Based on this difference, there are two principal ways to build external
modules since 2.6.7 (and through back-porting also in the current SUSE
kernels, which are based on 2.6.5). We chose to ship the kernel sources
in /usr/src/linux in a (mostly) unconfigured state, and put the output
files needed for building external modules below /usr/src/linux-obj/.

This means that you have several choices:

- Configure the kernel sources in /usr/src/linux as you wish.

- Use one of the standard SUSE configurations.

I have written a HOWTO describing how to work with the SUSE kernel
sources, which is available as /usr/src/linux/README.SUSE in our
packages. An up-to-date online version is available at
http://www.suse.de/~agruen/kernel-doc/.



Andreas,

Thanks for the perfect explanation to our problems. The question then arises as
to why does SUSE do KBUILDS in this way and the vanilla kernels or Redhat/Fedora/Mandrake/Debian
kernels use another way?. What I'd like to see is at least some standard.

SuSE's Linux 2.6.4 kernels did it the Vanilla kernel way where /lib/modules/2.6.4/build pointed to /usr/src/linux.

The issue is also SuSE's 2.6.4 kernel added the REGPARM patch which was only introduced in Linux 2.6.5
for example. Wouldn't it be better if SuSE had shipped their kernel as Linux 2.6.5?. The point is
what constitutes a "baseline" Linux kernel?. You can add all your patches but if now the kernel is
more in tune with Linux 2.6.7, just call it Linux 2.6.7 - calling it 2.6.5 will break a lot of software.
that isn't included with your kernel sources.

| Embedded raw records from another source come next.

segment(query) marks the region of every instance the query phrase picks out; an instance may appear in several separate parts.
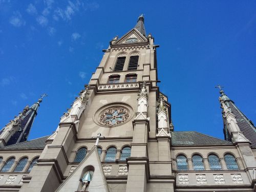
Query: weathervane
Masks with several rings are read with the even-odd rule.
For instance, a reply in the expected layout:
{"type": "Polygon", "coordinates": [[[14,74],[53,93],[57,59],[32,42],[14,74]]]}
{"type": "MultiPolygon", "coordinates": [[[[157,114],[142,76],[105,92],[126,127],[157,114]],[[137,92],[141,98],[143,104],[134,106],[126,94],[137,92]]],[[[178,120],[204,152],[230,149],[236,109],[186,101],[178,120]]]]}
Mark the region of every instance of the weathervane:
{"type": "Polygon", "coordinates": [[[224,88],[224,86],[221,86],[220,84],[215,86],[215,88],[219,88],[220,89],[220,90],[222,90],[222,88],[224,88]]]}

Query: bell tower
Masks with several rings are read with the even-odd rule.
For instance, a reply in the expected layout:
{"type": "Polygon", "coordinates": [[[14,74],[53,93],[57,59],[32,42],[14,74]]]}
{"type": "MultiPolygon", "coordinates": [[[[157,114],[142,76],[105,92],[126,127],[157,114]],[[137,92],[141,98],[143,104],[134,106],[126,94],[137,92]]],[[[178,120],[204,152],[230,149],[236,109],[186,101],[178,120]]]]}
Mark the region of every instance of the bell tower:
{"type": "MultiPolygon", "coordinates": [[[[158,182],[170,191],[174,188],[170,104],[157,85],[159,46],[155,45],[151,33],[146,35],[144,22],[141,15],[133,28],[121,38],[115,36],[103,50],[103,58],[89,84],[61,117],[31,173],[36,175],[44,169],[45,176],[40,176],[40,182],[32,177],[21,191],[35,184],[41,191],[54,191],[57,188],[60,191],[82,191],[86,187],[82,188],[79,181],[84,180],[78,172],[84,168],[82,164],[86,167],[87,163],[92,166],[98,161],[90,163],[89,157],[93,151],[95,154],[94,143],[99,133],[104,139],[97,146],[100,162],[95,166],[100,164],[103,170],[93,169],[94,175],[104,173],[106,181],[100,183],[108,183],[104,191],[116,183],[126,192],[146,191],[147,188],[157,190],[152,183],[158,182]],[[77,157],[81,148],[86,152],[82,156],[86,158],[79,164],[77,157]],[[68,176],[75,166],[78,168],[68,176]],[[74,181],[72,186],[67,184],[68,180],[74,181]],[[47,186],[50,182],[51,189],[47,186]]],[[[86,190],[97,191],[93,187],[97,183],[92,183],[98,177],[94,177],[86,190]]]]}

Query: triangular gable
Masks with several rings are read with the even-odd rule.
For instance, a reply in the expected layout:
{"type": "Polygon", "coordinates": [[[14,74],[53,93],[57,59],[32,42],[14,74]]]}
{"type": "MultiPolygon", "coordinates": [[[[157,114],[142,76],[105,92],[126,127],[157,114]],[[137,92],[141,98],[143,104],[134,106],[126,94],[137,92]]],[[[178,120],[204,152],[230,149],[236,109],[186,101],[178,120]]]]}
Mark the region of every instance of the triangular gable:
{"type": "Polygon", "coordinates": [[[138,41],[136,42],[147,42],[146,37],[142,35],[140,32],[136,29],[133,29],[128,33],[117,40],[115,44],[127,44],[126,40],[131,38],[136,38],[138,41]]]}
{"type": "Polygon", "coordinates": [[[90,192],[99,191],[109,192],[97,147],[96,146],[93,148],[88,155],[80,163],[76,168],[55,191],[74,192],[78,190],[80,190],[81,189],[78,189],[78,186],[82,185],[79,180],[83,176],[82,174],[83,174],[84,168],[88,166],[93,166],[94,167],[93,177],[89,185],[88,191],[90,192]],[[97,186],[97,187],[95,187],[96,186],[97,186]]]}

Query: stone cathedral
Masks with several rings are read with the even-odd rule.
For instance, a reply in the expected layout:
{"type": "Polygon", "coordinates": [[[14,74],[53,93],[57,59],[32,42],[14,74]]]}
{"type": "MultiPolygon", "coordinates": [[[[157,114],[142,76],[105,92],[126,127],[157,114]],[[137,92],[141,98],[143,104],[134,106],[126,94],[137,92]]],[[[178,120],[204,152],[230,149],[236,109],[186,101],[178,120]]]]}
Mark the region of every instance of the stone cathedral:
{"type": "Polygon", "coordinates": [[[256,191],[255,127],[219,86],[225,140],[175,131],[144,23],[110,42],[52,135],[27,139],[44,95],[1,130],[1,191],[256,191]]]}

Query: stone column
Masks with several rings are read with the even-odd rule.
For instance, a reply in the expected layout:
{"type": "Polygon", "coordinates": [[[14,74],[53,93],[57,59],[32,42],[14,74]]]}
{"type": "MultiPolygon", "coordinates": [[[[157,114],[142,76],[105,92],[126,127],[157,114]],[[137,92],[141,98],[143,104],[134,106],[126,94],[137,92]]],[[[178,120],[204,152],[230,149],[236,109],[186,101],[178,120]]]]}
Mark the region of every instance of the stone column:
{"type": "Polygon", "coordinates": [[[210,166],[209,165],[209,159],[208,158],[203,158],[203,162],[204,165],[204,168],[205,170],[210,170],[210,166]]]}
{"type": "Polygon", "coordinates": [[[192,163],[192,159],[187,158],[187,165],[188,165],[188,170],[194,170],[193,164],[192,163]]]}
{"type": "Polygon", "coordinates": [[[224,157],[221,157],[219,159],[219,161],[220,161],[222,170],[227,170],[227,168],[226,165],[226,162],[225,162],[225,158],[224,157]]]}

I don't care if SuSE adds patches to drivers but to patch the base kernel/headers in way that breaks
out-of-kernel drivers is something we would like to see addressed.

Ofcourse we will now have to modify our software to detect a SuSE distribution but it's waste of time
and energy because the other distros don't use your concepts. If you deem that your way of building
modules is the "right thing" then I'd love to see Linus move to such a system in his vanilla kernel
source tree.

Most out-of-kernel drivers like ours or other vendors simply rely on kernel include files and not
on the actual .c files. THe location and contents of such kernel includes should be inviolable if
there is a kernel version associated with it.